For the past two years I have been listening to security and compliance auditors who routinely complain that they need help with effectively auditing for compliance (e.g., regulatory, security policy) in virtualized environments. During that span, I’d often hear auditors tell me the following:
I don’t know where to start.
What within the virtual infrastructure constitutes a trusted security boundary?
Are the vendors in the virtualization space and the standards bodies (e.g. PCI) doing anything to help?
That being said, I have taken auditor feedback (both general and specific) to the major virtualization vendors and asked them if they could push the ball forward and throw the auditors a life line. Unfortunately, a senior executive at one prominent vendor told me:
Auditing is an internal issue that is unique to all organizations, and we have no place in this area.

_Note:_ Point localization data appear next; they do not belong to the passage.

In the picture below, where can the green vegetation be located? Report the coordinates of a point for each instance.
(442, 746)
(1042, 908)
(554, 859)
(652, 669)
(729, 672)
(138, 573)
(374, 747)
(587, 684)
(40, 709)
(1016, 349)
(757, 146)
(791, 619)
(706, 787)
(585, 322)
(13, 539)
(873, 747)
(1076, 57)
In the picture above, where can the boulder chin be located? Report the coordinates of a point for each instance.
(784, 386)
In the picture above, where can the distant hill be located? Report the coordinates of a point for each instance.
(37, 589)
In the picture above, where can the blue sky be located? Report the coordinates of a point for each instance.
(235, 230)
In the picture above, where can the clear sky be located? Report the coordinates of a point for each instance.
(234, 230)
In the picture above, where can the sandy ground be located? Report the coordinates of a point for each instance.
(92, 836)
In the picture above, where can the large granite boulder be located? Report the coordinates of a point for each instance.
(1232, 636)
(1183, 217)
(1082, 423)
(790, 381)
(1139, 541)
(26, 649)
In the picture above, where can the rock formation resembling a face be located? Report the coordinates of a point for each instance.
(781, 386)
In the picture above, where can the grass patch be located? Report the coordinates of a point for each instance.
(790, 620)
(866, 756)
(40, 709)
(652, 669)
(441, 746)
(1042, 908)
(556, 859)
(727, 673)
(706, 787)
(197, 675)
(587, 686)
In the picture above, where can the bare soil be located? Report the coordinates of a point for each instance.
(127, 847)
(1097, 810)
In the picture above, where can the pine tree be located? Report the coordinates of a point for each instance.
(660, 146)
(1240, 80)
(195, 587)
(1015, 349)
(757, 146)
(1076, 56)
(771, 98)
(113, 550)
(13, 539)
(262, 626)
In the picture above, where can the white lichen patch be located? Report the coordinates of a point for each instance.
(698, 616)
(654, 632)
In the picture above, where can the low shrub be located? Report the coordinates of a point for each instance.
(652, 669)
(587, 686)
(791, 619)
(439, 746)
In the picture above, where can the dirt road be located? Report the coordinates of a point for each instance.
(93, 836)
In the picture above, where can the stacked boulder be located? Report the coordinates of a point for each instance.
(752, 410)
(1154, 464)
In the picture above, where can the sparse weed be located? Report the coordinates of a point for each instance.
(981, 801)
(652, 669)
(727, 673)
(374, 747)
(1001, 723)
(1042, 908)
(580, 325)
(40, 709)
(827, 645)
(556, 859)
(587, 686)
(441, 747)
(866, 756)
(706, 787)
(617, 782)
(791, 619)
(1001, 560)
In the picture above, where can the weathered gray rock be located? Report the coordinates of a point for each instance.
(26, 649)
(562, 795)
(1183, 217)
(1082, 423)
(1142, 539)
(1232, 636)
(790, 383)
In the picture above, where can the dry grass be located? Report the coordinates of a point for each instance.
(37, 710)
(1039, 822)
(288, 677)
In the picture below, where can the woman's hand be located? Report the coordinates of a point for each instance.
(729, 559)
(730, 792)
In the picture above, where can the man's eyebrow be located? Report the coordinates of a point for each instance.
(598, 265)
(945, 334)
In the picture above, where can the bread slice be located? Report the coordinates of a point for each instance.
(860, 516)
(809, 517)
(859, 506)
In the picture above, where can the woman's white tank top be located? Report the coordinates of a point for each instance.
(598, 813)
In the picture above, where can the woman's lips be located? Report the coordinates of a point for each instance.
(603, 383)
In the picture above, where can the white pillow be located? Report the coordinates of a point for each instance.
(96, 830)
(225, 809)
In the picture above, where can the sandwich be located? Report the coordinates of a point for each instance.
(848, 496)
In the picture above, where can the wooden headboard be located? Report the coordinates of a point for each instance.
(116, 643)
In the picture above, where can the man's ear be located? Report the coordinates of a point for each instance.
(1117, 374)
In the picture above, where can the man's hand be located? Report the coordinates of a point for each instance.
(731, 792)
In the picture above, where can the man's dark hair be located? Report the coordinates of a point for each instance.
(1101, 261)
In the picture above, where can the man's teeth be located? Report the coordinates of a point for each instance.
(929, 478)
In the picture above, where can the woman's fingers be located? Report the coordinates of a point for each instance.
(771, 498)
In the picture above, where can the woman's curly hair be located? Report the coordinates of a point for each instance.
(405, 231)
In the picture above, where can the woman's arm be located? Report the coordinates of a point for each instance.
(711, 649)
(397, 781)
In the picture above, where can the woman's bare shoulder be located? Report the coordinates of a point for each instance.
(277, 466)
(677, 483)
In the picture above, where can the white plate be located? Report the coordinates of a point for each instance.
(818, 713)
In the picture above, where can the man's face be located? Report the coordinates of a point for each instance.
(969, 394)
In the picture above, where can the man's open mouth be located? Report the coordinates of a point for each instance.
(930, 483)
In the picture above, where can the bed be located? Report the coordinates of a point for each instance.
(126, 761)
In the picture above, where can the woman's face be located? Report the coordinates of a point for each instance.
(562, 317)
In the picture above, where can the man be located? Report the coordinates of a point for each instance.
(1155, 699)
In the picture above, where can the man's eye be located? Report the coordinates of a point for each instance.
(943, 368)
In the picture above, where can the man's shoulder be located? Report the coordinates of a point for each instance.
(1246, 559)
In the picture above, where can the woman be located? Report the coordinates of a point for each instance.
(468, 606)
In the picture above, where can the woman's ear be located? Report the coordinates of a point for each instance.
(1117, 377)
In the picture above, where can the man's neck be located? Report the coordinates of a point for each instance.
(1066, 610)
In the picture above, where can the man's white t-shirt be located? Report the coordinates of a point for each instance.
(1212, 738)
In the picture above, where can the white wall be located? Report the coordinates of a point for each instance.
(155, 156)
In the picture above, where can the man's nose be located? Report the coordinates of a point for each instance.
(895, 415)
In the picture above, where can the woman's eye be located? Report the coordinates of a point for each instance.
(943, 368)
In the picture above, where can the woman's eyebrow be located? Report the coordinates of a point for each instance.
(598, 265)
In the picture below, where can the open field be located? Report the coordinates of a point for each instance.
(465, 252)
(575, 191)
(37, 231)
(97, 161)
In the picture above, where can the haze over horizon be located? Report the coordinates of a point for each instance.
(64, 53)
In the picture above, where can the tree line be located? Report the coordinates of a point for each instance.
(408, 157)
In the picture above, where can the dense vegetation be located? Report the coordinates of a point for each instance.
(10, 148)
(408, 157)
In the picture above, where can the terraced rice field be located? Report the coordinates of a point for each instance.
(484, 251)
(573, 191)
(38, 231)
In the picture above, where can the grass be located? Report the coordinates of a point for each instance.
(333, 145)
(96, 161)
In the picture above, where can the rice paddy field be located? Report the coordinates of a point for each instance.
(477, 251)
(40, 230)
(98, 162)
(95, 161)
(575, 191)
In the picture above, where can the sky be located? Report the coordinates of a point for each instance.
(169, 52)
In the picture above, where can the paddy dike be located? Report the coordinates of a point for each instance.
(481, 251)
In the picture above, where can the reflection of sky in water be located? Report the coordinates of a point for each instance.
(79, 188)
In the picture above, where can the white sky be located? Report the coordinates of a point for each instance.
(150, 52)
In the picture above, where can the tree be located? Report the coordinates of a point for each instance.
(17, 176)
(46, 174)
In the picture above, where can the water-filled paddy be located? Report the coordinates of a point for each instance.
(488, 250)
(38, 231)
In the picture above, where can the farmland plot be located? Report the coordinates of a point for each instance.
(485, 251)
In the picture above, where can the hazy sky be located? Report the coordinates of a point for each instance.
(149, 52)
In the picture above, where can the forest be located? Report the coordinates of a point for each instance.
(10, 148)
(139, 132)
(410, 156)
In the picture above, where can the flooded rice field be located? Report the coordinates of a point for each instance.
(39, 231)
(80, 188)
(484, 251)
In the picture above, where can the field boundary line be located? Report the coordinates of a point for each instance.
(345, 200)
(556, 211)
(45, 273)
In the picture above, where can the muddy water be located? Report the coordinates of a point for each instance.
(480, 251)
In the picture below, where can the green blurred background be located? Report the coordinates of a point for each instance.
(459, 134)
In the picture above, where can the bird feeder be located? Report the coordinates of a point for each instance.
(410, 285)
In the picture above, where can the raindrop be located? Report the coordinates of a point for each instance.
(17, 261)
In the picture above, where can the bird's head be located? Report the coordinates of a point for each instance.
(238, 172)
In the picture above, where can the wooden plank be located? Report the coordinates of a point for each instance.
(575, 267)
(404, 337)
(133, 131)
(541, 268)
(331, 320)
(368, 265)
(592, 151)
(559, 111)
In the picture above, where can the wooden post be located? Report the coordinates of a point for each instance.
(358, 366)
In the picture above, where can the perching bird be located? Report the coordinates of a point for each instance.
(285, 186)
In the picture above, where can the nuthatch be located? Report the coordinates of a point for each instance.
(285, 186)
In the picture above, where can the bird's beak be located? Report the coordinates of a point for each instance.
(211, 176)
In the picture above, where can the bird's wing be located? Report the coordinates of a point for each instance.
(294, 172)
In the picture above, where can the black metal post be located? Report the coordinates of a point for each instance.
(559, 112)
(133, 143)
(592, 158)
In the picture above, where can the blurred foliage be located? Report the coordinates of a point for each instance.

When the executive made that statement, I told him why I disagreed and tried to clarify my position, again stating that the virtualization vendors needed to take the ball to the engage the standards bodies and also to provide the clarity that the auditors required. He still disagreed.
Hope is not lost for the auditing community, as VMware today announced that it is joining the PCI standards council as a participating organization, and the launch of the VMware Compliance Center Web site. The Compliance Center includes a very nice list of white papers that I think auditors will find helpful. VMware - great job. With this announcement, I think Christmas just came early for many in the auditing community. Now for VMware’s competitors, I’m once again going to repeat my request to you - please get serious about providing guidelines and clarity for security auditors. They want your help. Without it, some will inevitably revert to enforcing full physical isolation within their organization’s virtual infrastructure, something which reduces consolidation density and undermines your TCO arguments. What do you say? If you’re serious about being a production-class virtualization platform, you need to publicly demonstrate how you are serious about security and compliance. The ball’s in your court.
Note: Originally posted to Burton Group’s Data Center Strategies blog.